Translation and transgression.
“It’s hard to explain what it’s like to live in the shadow of English, looking up from south of the equator.” So writes author and translator Bruna Dantas Lobato in the foreword of this remarkably diverse collection of essays on the challenges of reading and writing outside the Anglophone world. Contributors from South America, Africa, and Asia reflect on how, as Kaiama L. Glover writes, we can “present non-Western culture to the West…without betraying that culture in the process.” One answer is to foster knowledge shorn of condescension of exoticism. Another answer is to challenge old, colonial commands of power and control. And yet another answer is simply to say that some things are just untranslatable, that English should not be the marker of literary success.
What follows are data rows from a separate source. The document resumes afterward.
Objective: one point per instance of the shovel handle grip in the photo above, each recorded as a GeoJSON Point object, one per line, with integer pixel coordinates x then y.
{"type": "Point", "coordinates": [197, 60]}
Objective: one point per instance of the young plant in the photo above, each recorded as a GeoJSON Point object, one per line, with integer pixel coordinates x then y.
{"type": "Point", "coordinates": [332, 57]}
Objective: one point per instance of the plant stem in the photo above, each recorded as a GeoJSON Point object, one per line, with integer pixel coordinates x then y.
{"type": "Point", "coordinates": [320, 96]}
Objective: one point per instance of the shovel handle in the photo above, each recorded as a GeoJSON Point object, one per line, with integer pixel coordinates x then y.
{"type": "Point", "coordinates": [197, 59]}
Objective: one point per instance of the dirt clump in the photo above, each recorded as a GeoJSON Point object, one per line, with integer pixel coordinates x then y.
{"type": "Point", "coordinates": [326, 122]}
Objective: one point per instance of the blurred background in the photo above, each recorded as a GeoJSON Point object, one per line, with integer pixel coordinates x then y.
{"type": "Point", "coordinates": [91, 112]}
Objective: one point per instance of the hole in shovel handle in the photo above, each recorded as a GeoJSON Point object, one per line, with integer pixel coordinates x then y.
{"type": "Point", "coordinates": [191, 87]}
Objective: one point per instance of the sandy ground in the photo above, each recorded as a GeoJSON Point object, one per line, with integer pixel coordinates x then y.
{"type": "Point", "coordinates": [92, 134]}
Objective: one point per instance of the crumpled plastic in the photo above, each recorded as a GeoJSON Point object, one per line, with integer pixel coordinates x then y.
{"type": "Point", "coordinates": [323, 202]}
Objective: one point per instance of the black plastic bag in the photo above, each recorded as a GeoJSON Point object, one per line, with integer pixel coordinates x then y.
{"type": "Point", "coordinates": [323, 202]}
This is less a volume about how to translate or about the practicalities of language crossing than it is a cry of dispossession. Some readers may welcome learning about Arabic, or Ethiopian, or Haitian, or Welsh literature and may seek out books for global journeys. Other readers may bristle at the sentiment behind claims to “dismantle the patriarchal canon” or the assertion that “Western poets kidnap your poems and call them translations.” Why cling, one writer asks, “to the narrative of the white-saviour literary scholar who does all of us a favour and reads us, translates us, interprets us?” This is a book more for university scholars than for casual readers. And yet, if such browsers open its cover, they will find an international collection of writers and thinkers who may shake them from complacency and confidence.
A bold collection of essays on the power politics of translating global literature into English.